When researchers conducted systematic review of a variety of interventions used during the SARS outbreak in 2003, they found that washing hands more than 10 times daily was 55 percent effective in stopping virus transmission, while wearing a mask was actually more effective — at about 68 percent. Wearing gloves offered about the same amount of protection as frequent hand-washing, and combining all measures — hand-washing, masks, gloves and a protective gown — increased the intervention effectiveness to 91 percent.

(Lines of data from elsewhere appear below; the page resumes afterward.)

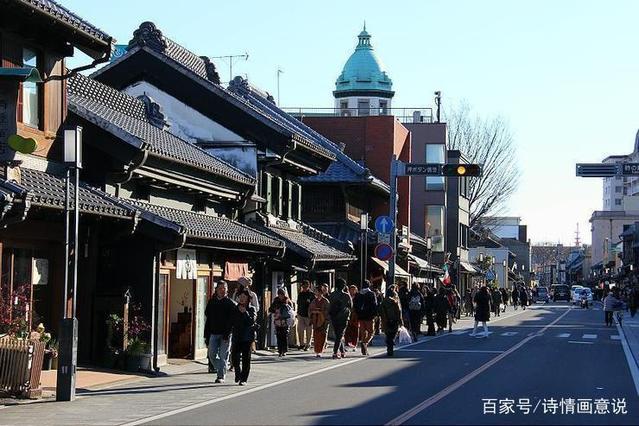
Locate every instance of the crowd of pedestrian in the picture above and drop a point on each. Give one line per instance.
(353, 315)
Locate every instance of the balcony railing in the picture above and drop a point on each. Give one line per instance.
(404, 115)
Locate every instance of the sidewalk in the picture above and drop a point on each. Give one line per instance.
(631, 332)
(133, 398)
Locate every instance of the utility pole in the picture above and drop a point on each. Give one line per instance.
(279, 71)
(231, 59)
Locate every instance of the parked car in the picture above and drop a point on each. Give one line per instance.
(560, 292)
(579, 292)
(573, 291)
(543, 295)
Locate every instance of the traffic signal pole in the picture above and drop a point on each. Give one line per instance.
(393, 215)
(398, 169)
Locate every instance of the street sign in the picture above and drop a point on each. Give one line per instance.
(415, 169)
(630, 169)
(383, 238)
(383, 251)
(597, 170)
(384, 224)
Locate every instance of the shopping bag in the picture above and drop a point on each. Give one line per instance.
(404, 336)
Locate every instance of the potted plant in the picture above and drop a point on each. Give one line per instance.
(137, 348)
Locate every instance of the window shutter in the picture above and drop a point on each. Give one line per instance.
(268, 192)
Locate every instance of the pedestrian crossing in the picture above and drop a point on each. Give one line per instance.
(587, 337)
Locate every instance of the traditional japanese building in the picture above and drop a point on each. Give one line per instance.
(243, 126)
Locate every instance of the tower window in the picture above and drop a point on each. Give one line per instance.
(383, 107)
(363, 107)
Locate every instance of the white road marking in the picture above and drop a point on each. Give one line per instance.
(290, 379)
(402, 418)
(470, 351)
(630, 359)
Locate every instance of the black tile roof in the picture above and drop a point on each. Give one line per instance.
(149, 36)
(125, 117)
(203, 226)
(265, 103)
(302, 242)
(47, 190)
(62, 14)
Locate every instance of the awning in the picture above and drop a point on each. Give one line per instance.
(468, 268)
(424, 265)
(21, 74)
(309, 244)
(399, 271)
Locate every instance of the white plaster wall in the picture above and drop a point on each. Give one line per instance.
(353, 100)
(192, 126)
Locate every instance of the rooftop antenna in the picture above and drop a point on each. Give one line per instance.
(231, 59)
(279, 71)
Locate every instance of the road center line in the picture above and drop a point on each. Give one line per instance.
(280, 382)
(464, 351)
(451, 388)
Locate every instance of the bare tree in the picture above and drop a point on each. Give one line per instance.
(488, 142)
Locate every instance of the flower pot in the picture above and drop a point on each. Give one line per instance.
(47, 361)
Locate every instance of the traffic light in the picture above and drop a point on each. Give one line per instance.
(461, 170)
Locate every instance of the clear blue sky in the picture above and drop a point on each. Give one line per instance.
(562, 72)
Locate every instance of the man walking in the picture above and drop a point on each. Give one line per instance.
(304, 326)
(496, 302)
(217, 330)
(339, 313)
(365, 304)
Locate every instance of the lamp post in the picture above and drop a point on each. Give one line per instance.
(66, 375)
(504, 263)
(363, 226)
(429, 250)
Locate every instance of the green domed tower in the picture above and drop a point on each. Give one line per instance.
(363, 88)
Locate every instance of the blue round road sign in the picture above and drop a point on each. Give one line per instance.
(383, 251)
(384, 225)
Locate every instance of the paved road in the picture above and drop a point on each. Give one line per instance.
(536, 359)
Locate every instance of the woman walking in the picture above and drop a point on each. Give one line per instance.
(318, 313)
(482, 311)
(244, 318)
(282, 310)
(352, 329)
(391, 317)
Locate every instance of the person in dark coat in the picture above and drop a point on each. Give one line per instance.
(391, 318)
(217, 329)
(523, 297)
(244, 318)
(515, 297)
(415, 309)
(442, 307)
(282, 310)
(496, 294)
(504, 298)
(482, 311)
(341, 306)
(429, 311)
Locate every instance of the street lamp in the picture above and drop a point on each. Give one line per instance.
(363, 226)
(68, 341)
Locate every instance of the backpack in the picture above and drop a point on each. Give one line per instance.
(415, 303)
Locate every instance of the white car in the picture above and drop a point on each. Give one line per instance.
(579, 292)
(574, 294)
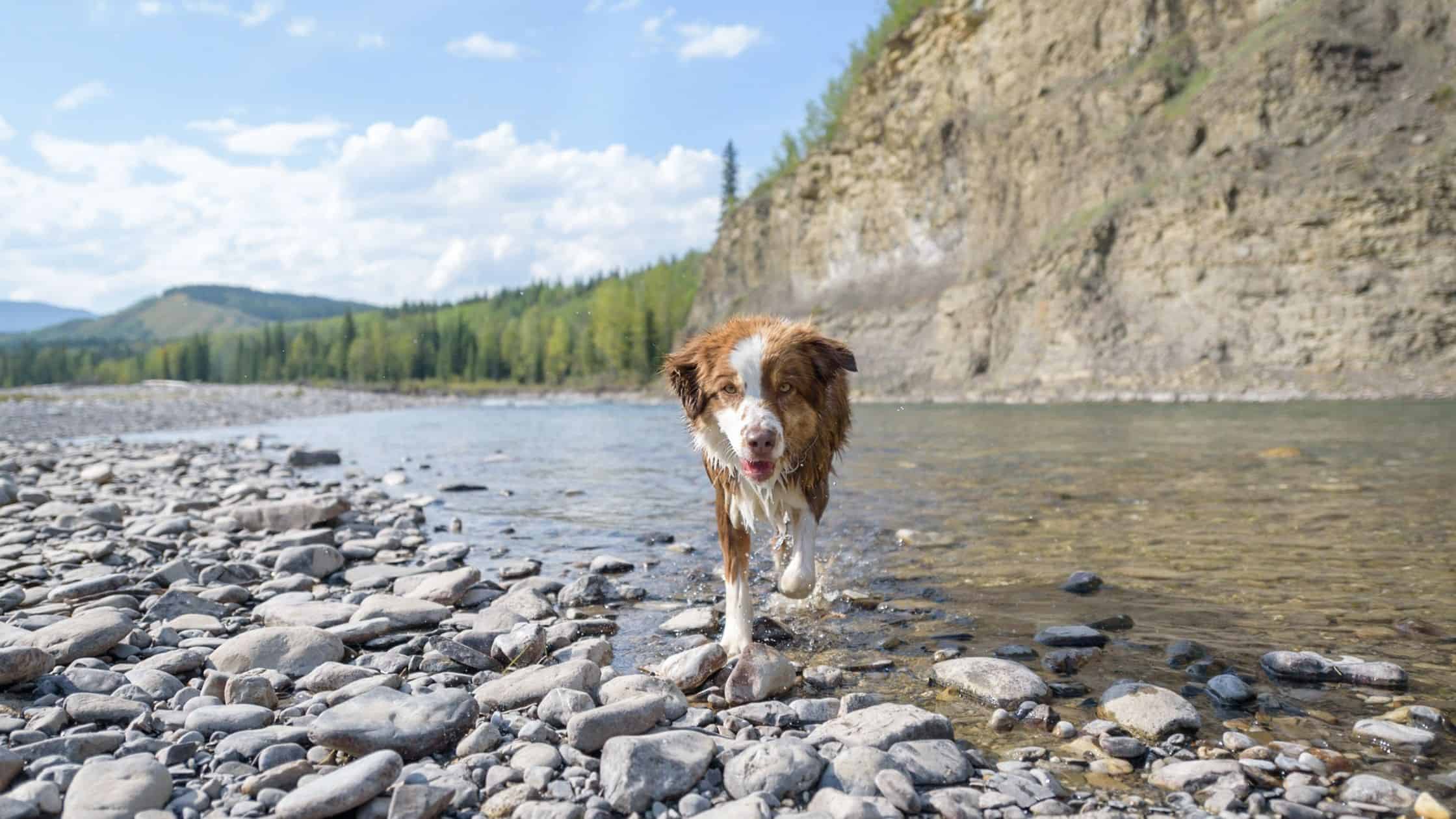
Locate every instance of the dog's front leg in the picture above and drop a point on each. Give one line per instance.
(798, 577)
(734, 541)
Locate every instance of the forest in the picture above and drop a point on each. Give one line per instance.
(609, 332)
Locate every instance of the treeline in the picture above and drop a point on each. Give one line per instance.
(609, 332)
(822, 117)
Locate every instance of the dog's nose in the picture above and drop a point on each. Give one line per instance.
(760, 443)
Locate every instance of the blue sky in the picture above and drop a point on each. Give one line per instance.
(384, 151)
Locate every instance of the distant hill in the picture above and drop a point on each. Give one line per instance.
(23, 317)
(196, 308)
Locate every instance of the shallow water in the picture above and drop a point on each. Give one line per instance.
(1199, 532)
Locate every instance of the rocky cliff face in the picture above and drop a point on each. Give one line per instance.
(1129, 197)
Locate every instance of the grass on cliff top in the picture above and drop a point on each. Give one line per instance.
(822, 117)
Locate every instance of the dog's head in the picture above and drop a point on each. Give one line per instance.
(756, 391)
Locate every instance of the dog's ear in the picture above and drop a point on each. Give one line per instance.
(681, 369)
(830, 358)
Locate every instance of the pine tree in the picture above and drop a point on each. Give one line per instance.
(730, 178)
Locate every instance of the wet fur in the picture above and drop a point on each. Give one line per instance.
(814, 417)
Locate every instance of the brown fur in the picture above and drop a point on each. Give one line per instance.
(814, 408)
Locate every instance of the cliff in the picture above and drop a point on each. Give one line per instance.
(1127, 197)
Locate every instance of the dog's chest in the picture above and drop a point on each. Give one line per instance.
(753, 506)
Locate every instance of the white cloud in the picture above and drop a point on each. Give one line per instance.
(484, 47)
(398, 210)
(653, 27)
(225, 125)
(81, 95)
(261, 12)
(257, 15)
(280, 139)
(723, 43)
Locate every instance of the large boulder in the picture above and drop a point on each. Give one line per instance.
(293, 651)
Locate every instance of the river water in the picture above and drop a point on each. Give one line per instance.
(1321, 526)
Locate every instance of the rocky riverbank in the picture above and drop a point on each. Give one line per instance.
(37, 413)
(209, 630)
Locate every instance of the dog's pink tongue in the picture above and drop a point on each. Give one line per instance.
(757, 470)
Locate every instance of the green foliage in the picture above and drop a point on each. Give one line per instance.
(610, 332)
(823, 116)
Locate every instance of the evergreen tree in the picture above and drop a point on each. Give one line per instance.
(730, 178)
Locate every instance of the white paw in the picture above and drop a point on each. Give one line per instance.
(798, 579)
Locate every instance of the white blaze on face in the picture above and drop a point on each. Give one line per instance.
(751, 413)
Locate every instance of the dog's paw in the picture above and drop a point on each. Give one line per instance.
(797, 580)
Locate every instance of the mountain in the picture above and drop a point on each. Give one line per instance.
(23, 317)
(197, 308)
(1095, 199)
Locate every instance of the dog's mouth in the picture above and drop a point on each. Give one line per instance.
(757, 470)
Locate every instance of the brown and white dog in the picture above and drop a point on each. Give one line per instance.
(768, 406)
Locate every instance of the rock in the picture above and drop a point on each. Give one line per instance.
(783, 767)
(609, 564)
(1148, 710)
(118, 789)
(1196, 774)
(853, 770)
(88, 634)
(528, 687)
(881, 726)
(844, 806)
(587, 591)
(299, 456)
(1429, 808)
(897, 789)
(380, 719)
(446, 588)
(523, 645)
(1229, 688)
(932, 761)
(762, 672)
(292, 651)
(102, 708)
(692, 621)
(315, 562)
(401, 612)
(1308, 666)
(330, 677)
(628, 687)
(590, 731)
(1082, 583)
(695, 666)
(228, 719)
(1071, 637)
(343, 790)
(996, 682)
(1392, 735)
(1370, 789)
(561, 705)
(23, 664)
(641, 770)
(420, 802)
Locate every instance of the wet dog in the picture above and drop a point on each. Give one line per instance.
(768, 407)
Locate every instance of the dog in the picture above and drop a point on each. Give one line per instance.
(768, 407)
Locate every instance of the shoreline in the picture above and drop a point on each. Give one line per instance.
(280, 643)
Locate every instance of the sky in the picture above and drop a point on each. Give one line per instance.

Podcast with BBC’s misinformation reporter: https://podcasts.apple.com/gb/podcast/the-political-party/id595312938?i=1000470048553

 

  • A friend of mine who works in Whitehall has told me that the army are going to be on the streets this week arresting people who don’t listen to this podcast. If that sounds familiar, you’ll be aware that this crisis has already been fertile ground for disinformation. Marianna Spring is a BBC specialist reporter covering disinformation and social media. In this fascinating interview, Marianna reveals how disinformation and misinformation gets so widely shared, why we share it, how to spot it, what the trends are, how it differs around the world and so much more. This is a brilliant insight not just into the sharing of inaccurate information, but into human behaviour.

 

D20

  • Changed the calculations from the linear regression to handle cases where the virus is under control, like China – first pass is done
  • Have the linear regression only go back some number of weeks/months. I’m worried about missing a second wave
  • Need to add a disclaimer about the quality of the predictions is dependent on the quality of the data, and that we expect that as poorer countries come online, these trends may be erratic and inaccurate.
  • Add an UNSET state. The ETS will only set the state if it is UNSET. This lets regression predictions to be used until the ETS is working well – done
  • I think showing the linear and ETS mean prediction is a good way to start including ETS values
  • Found the page that shows how to adjust parameters: https://www.statsmodels.org/stable/examples/notebooks/generated/exponential_smoothing.html

GOES

  • Try to create an image from the stored tar
  • Start setting up InfluxDB2

IRAD Meeting at 2:00

ML Group at 4:00

  • Put together a list of potential papers to present. No need, I’ll do infinitely wide networks
  • Had just a lovely online evening of figuring out how to use some (terrible!) webex tools, and trying to figure out Neural ODEs. It was an island of geeky normalcy for a few hours. This may be a more comprehensible writeup.